Measures that mean providers will need to meet tougher entry criteria to become, and to remain, an approved course provider are obviously encouraged. They include being a 'fit and proper person' to enrol and having to satisfy provider suitability requirements around stronger governance, industry engagement and quality training; these will be specified in the rules. Again, it is over to the 'responsible government', the coalition government led by Prime Minister Malcolm Turnbull to make the decisions and changes which will ensure that instances such as those that have occurred with providers like Phoenix Institute will not be common practice in the future. On 3 March 2016, the department revoked the VET FEE-HELP approval of Phoenix Institute on the basis of use of prohibited inducements, ASQA's finding that Phoenix failed to demonstrate compliance with the standards for registered training organisations and the VET quality framework, as well as non-compliance with the tuition assurance requirements. My understanding is that the graduation rate for Phoenix was around four per cent, which is a terrible outcome and what we do not want to see. Some of the inducements offered were things like laptops, vouchers, cash or similar things. The government rightly banned this organisation from 1 April last year.

It is important to make these changes to support local organisations in Dunkley such as Pragmatic Training and the many other local training providers who are trying to do the right thing. Organisations like Phoenix and others who are not doing the right thing make it harder for those who are doing the right thing to operate and get through the processes set out by ASQA—in particular, there are the delays caused by the regulatory requirements needed to be gone through for organisations to be approved and to remain approved because of shoddy operators. As we know with any regulatory changes, when people are doing the wrong thing it can make it harder for people who are doing the right thing. So it is very important for me and for Dunkley that we make these important changes.

Some other notes I would like to add are that inducements like laptops, vouchers, cash or similar things offered by Phoenix led to terrible outcomes, particularly for those overseas students who were trying to do the right thing and who were putting significant time and effort into these courses. I do not want to see this occur again, particularly when we are trying to encourage overseas students to come to places like Dunkley. Last week, I met with Pragmatic Training, who are currently in Dunkley looking to attract overseas students to the area. Pragmatic Training have offices not only in Frankston, which is where their head office is, but in the centre of Melbourne, Brisbane and elsewhere.
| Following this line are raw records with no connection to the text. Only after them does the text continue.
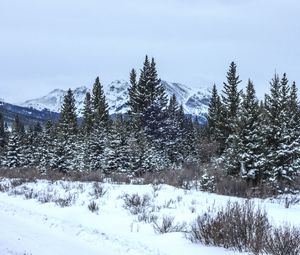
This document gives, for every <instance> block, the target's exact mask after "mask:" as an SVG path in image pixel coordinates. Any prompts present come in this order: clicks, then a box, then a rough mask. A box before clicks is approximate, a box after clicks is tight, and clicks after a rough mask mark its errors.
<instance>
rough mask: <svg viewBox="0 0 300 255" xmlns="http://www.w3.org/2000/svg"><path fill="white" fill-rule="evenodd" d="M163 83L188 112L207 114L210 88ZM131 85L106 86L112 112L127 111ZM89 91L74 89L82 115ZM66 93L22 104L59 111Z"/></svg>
mask: <svg viewBox="0 0 300 255" xmlns="http://www.w3.org/2000/svg"><path fill="white" fill-rule="evenodd" d="M162 84H163V85H164V87H165V89H166V93H167V94H168V96H169V97H170V96H172V95H173V94H175V95H176V97H177V99H178V101H179V103H180V104H182V105H183V107H184V111H185V113H186V114H191V115H194V116H202V115H206V114H207V109H208V103H209V100H210V91H209V90H208V89H203V88H202V89H198V90H197V89H191V88H189V87H187V86H185V85H183V84H180V83H172V82H167V81H162ZM129 86H130V85H129V83H128V82H126V81H124V80H116V81H113V82H112V83H110V84H108V85H105V86H104V91H105V95H106V99H107V102H108V105H109V110H110V114H117V113H125V112H127V110H128V107H127V105H126V102H127V101H128V88H129ZM87 91H90V89H88V88H86V87H79V88H76V89H75V90H74V96H75V99H76V107H77V113H78V114H79V115H81V112H82V109H83V102H84V97H85V94H86V92H87ZM65 94H66V91H65V90H61V89H55V90H53V91H51V92H50V93H49V94H47V95H45V96H43V97H40V98H36V99H31V100H27V101H25V102H24V103H22V104H21V106H23V107H32V108H34V109H37V110H43V109H48V110H50V111H53V112H59V111H60V109H61V105H62V103H63V97H64V96H65Z"/></svg>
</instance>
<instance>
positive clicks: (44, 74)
mask: <svg viewBox="0 0 300 255" xmlns="http://www.w3.org/2000/svg"><path fill="white" fill-rule="evenodd" d="M299 13H300V1H299V0H207V1H204V0H149V1H148V0H109V1H104V0H103V1H102V0H72V1H71V0H43V1H40V0H36V1H34V0H26V1H24V0H18V1H17V0H0V98H4V99H6V100H7V101H9V102H20V101H23V100H25V99H31V98H35V97H39V96H42V95H44V94H46V93H48V92H50V91H51V90H52V89H55V88H64V89H65V88H69V87H71V88H75V87H78V86H88V87H91V85H92V83H93V81H94V79H95V77H96V76H98V75H99V76H100V79H101V81H102V82H103V83H109V82H111V81H112V80H115V79H125V80H128V74H129V71H130V69H131V68H133V67H134V68H137V69H139V68H140V67H141V65H142V63H143V60H144V56H145V54H148V55H149V56H153V57H154V58H155V60H156V62H157V66H158V72H159V76H160V77H161V78H162V79H165V80H167V81H174V82H181V83H183V84H186V85H188V86H190V87H211V86H212V84H213V83H216V84H217V85H218V87H219V88H220V89H221V87H222V82H223V81H224V80H225V76H226V72H227V69H228V65H229V63H230V62H231V61H235V62H236V63H237V65H238V72H239V74H240V77H241V79H242V80H243V84H245V83H246V81H247V79H248V78H249V77H250V78H251V79H252V80H253V81H254V83H255V85H256V89H257V92H258V94H259V95H263V93H264V92H266V91H268V88H269V81H270V79H271V78H272V76H273V74H274V72H275V70H276V71H277V72H278V73H279V74H280V75H281V74H282V73H283V72H287V74H288V77H289V79H290V80H291V81H292V80H295V81H296V82H298V84H299V83H300V18H299Z"/></svg>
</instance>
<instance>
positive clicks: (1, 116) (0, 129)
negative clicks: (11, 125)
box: [0, 113, 6, 155]
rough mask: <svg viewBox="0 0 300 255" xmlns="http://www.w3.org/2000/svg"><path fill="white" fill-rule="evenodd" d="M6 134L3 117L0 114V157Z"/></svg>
mask: <svg viewBox="0 0 300 255" xmlns="http://www.w3.org/2000/svg"><path fill="white" fill-rule="evenodd" d="M5 140H6V134H5V125H4V118H3V115H2V114H1V113H0V155H1V152H2V150H3V147H4V145H5Z"/></svg>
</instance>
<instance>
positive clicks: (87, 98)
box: [81, 92, 93, 136]
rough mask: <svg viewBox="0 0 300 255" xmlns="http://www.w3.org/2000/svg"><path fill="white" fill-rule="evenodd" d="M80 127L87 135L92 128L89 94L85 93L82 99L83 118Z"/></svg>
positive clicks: (91, 130) (91, 104)
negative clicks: (82, 100) (82, 106)
mask: <svg viewBox="0 0 300 255" xmlns="http://www.w3.org/2000/svg"><path fill="white" fill-rule="evenodd" d="M81 129H82V132H83V134H84V135H86V136H88V135H90V134H91V132H92V130H93V109H92V102H91V94H90V93H89V92H87V93H86V95H85V99H84V108H83V120H82V124H81Z"/></svg>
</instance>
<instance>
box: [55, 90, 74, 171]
mask: <svg viewBox="0 0 300 255" xmlns="http://www.w3.org/2000/svg"><path fill="white" fill-rule="evenodd" d="M58 131H59V132H58V134H57V136H56V137H55V140H54V143H55V146H54V149H55V157H56V158H55V159H53V162H52V163H53V167H55V169H57V170H59V171H62V172H68V171H73V170H74V169H75V166H74V164H73V162H74V159H75V157H76V154H77V153H76V146H75V142H76V134H77V115H76V107H75V99H74V95H73V92H72V90H71V89H69V90H68V92H67V94H66V96H65V97H64V102H63V105H62V110H61V114H60V119H59V122H58Z"/></svg>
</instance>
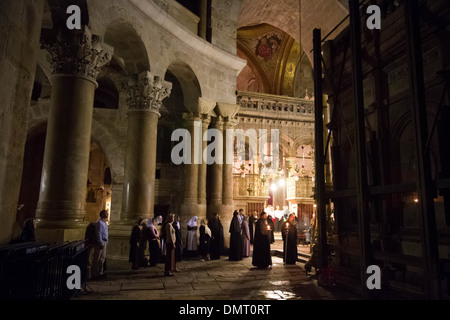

They have gone through a long process with ASQA to get approval for overseas students. Much of this is related to the difficulties which we have experienced with organisations such as Phoenix, who have made it much more difficult for organisations like Pragmatic Training to operate.

In Dunkley, as I have noted throughout my campaign, I am a strong supporter of local education providers such as Chisholm Institute and the Monash University Peninsula campus. I announced some funding recently to expand enrolment in the Monash University Peninsula campus, by extending the Metro Rail services down to Leawarra station. I think this will have a positive outcome for the university, and the university have indicated to me it will result in more than a 20 per cent increase in enrolment. So I do support these bills today. I am proud to talk about these bills, and I acknowledge the government's work in this regard.